ETH, a trustless collateral asset, rises through the ranks to become the required underlying asset in DeFi protocols. The more frequently used as a settlement network, the more fluid the circulation in the ETH blockchain ecosystem will be. As GameFi games, Metaverse, and Web3.0 rapidly grow and develop, and Layer 2 grows mature enough for large-scale user groups, a multi-chain pattern is burgeoning and gradually takes form, which illustrates how important the communications and exchanges with other chains are for Ethereum.

Other chains seeing eye to eye on this rush to accommodate the overflow of Ethereum: Polygon apparently emerges as one of the winners. Close cooperation with the Ethereum community hands it the precedence over others in deploying leading ETH projects.

Other lucky winners include NEAR, a Layer 1 public chain, which also adopts a “pro-Ethereum” strategy by simplifying code copying through compatible EVM, and Solana and Algorand, both striving to clear impediments for developers in building startups through cross-chain bridges and close cooperation with stablecoin providers. The above-mentioned have also partnered with Circle to introduce USDC into their ecosystems.

At present, lots of new ETH projects are under development, giving birth to more successful cases as appealing as BSC and Solana. It’s estimated that cross-chain bridge that has seen leaps and bounds in its security and performance will become part of the infrastructure of blockchain.
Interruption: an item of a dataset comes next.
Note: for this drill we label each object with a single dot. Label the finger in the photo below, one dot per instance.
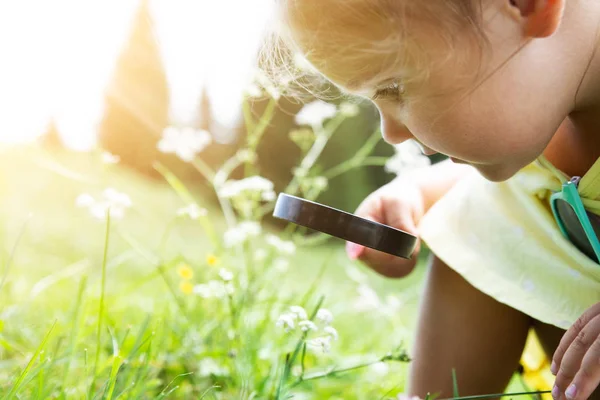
(571, 334)
(573, 358)
(587, 378)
In Layer 1, the success of Flow, a public chain, makes a perfect example to be elaborated upon. Even Ethereum pales in comparison with it when it comes to certain development needs in NFT’s vertical application. But Flow is not the silver bullet after all. Lots of differentiated and vertical application scenarios still go unaddressed, a sign that the application layer needs embrace more rapid growth.

The transfer to PoS may also usher in a period where public chains prepare for the upcoming miscellaneous new deployments on the application layer. After DeFi makes a solid landing on Ethereum with a vision to become the “world computer”, a lesson has been learnt that more efforts are needed to accommodate the increasingly differentiated application scenarios, a trend that’s expected to deepen in the following three to five years, during which, Ethereum will continue to compete with other chains for DAPPs and developers.

Potential risks:

* Unexpected disruption to the transfer process of PoW to PoS.

* Unknown effects to the ecosystem when no opposition side left after the roles of miners and token holders are merged under PoS.

* Potential dilution of the Total Value Locked (TVL) on Ethereum when multiple chains are thriving.

* Controversial centralization still hovering over the Ethereum ecosystem and staking nodes

* Possible forced liquidations and liquidity crises in DeFi lending pools. March 12, 2020 saw the plunge in value of all cryptocurrencies. ETH, as the underlying asset in DeFi, when facing acute and rapid price fluctuations was immediately thrown into a liquidity crisis.

* Personal influence by Vitalik Buterin, founder of Ethereum, whose remarks and positions may have unexpected impact on the ecosystem.